Shadow of a Great War

"Tell them, we beg you, that this little remnant of Belgium soil is for us the most sacred of all; that it is a part of Canadian territory, a priceless treasure set like a jewel in the burial ground of our own people; priceless because it embraces the noble sons of Canada..." - the Deputy of the Province of Hainaut, Belgium.

In Europe, the post-war years were spent re-building and clearing the old battlefields of the dead. All along the old front line, cemeteries were constructed. The gruesome task involved exhumation and reburial of more than 200,000 corpses. Each Canadian headstone is engraved with the Maple Leaf.

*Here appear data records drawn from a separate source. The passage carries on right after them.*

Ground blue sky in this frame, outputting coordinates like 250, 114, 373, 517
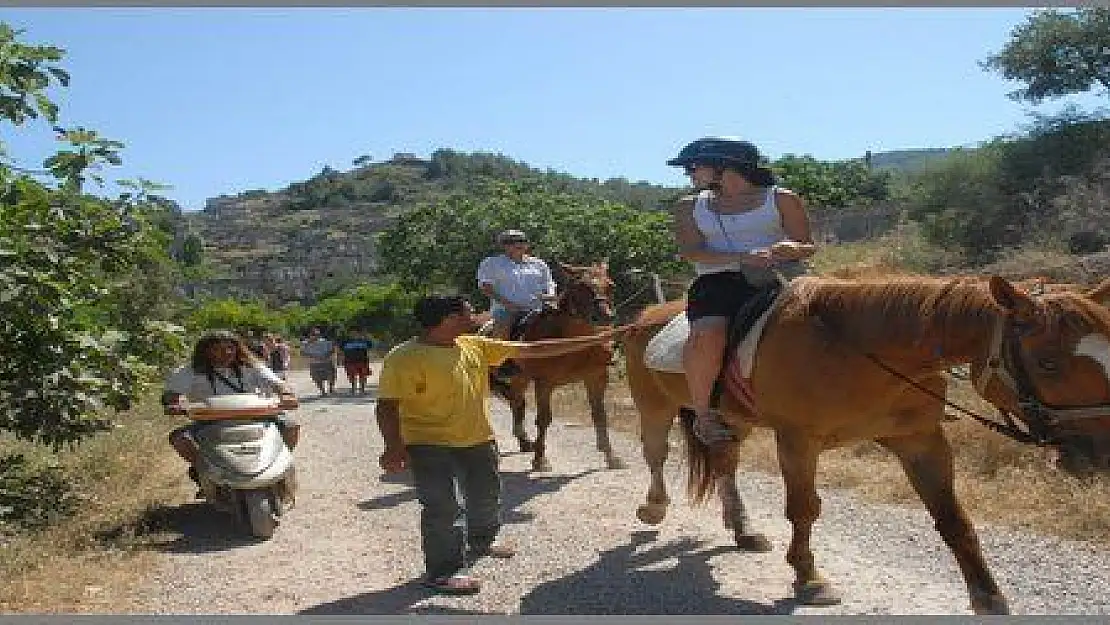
0, 8, 1103, 209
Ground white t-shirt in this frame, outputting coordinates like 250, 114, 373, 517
165, 364, 282, 402
478, 254, 555, 310
301, 339, 335, 364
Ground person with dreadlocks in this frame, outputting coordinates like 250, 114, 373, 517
162, 331, 301, 497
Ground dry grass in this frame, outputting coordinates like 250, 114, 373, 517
553, 370, 1110, 545
0, 402, 185, 613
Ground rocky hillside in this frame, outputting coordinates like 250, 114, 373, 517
183, 149, 972, 305
184, 150, 679, 305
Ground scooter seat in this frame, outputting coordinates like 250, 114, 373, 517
198, 421, 266, 444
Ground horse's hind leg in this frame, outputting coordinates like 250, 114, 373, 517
636, 402, 678, 525
775, 431, 840, 605
717, 427, 770, 552
532, 380, 553, 471
505, 380, 535, 453
879, 427, 1009, 614
584, 369, 628, 468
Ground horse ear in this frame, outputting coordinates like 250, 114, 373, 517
1086, 278, 1110, 308
990, 275, 1037, 322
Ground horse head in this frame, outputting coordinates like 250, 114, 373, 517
971, 276, 1110, 457
556, 261, 615, 325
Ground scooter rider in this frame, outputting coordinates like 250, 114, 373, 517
162, 331, 301, 497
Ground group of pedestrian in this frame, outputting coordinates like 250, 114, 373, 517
301, 327, 374, 395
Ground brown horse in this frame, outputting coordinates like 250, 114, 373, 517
496, 262, 626, 471
625, 276, 1110, 614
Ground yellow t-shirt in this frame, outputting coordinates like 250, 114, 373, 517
377, 334, 517, 447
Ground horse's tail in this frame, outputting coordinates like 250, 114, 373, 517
678, 407, 723, 504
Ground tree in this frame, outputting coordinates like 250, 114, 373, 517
0, 23, 182, 450
980, 7, 1110, 104
771, 154, 890, 209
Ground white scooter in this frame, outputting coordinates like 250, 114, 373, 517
169, 394, 297, 538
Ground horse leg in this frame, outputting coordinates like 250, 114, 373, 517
584, 369, 628, 468
775, 431, 840, 605
505, 380, 535, 453
878, 429, 1009, 614
636, 404, 677, 525
532, 380, 554, 471
717, 427, 770, 552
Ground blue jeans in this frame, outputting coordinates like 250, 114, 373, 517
405, 441, 501, 579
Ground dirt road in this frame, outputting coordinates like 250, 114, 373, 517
121, 372, 1110, 614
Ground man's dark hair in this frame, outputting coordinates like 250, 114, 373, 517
413, 295, 467, 330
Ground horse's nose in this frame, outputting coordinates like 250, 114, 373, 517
597, 301, 616, 323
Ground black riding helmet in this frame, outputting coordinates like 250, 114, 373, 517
667, 137, 761, 171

They sit sadly in the rolling countryside, far from their homes, lonely and forgotten. Today the cemeteries are all that remain. Some families were not satisfied with the condition that no body was to leave the country where the Canadian had died. Families would apply for repatriation of the body, but their application was always refused. The alternative left to the bereaved family was to steal the body from the military cemetery and ship it home for reburial. Between 1919 and 1925, hundreds of thousands of bodies were dug up and reburied in war cemeteries.

Old battlefields still scarred the fields and the chances of getting away with a clandestine operation were great. Local help could even be purchased to assist.

In 1936, the greatest Canadian Pilgrimage set sail for France and the unveiling of the Canadian National Monument on Vimy Ridge. One hundred thousand people attended the unveiling by Edward VIII. It was a spectacular event to commemorate Canadian sacrifice. The importance of this Pilgrimage to the survivors of the Great War and to Canada itself cannot be underestimated.

Locations in this episode: Thiepval Ridge, the Menin Gate, Vimy Ridge.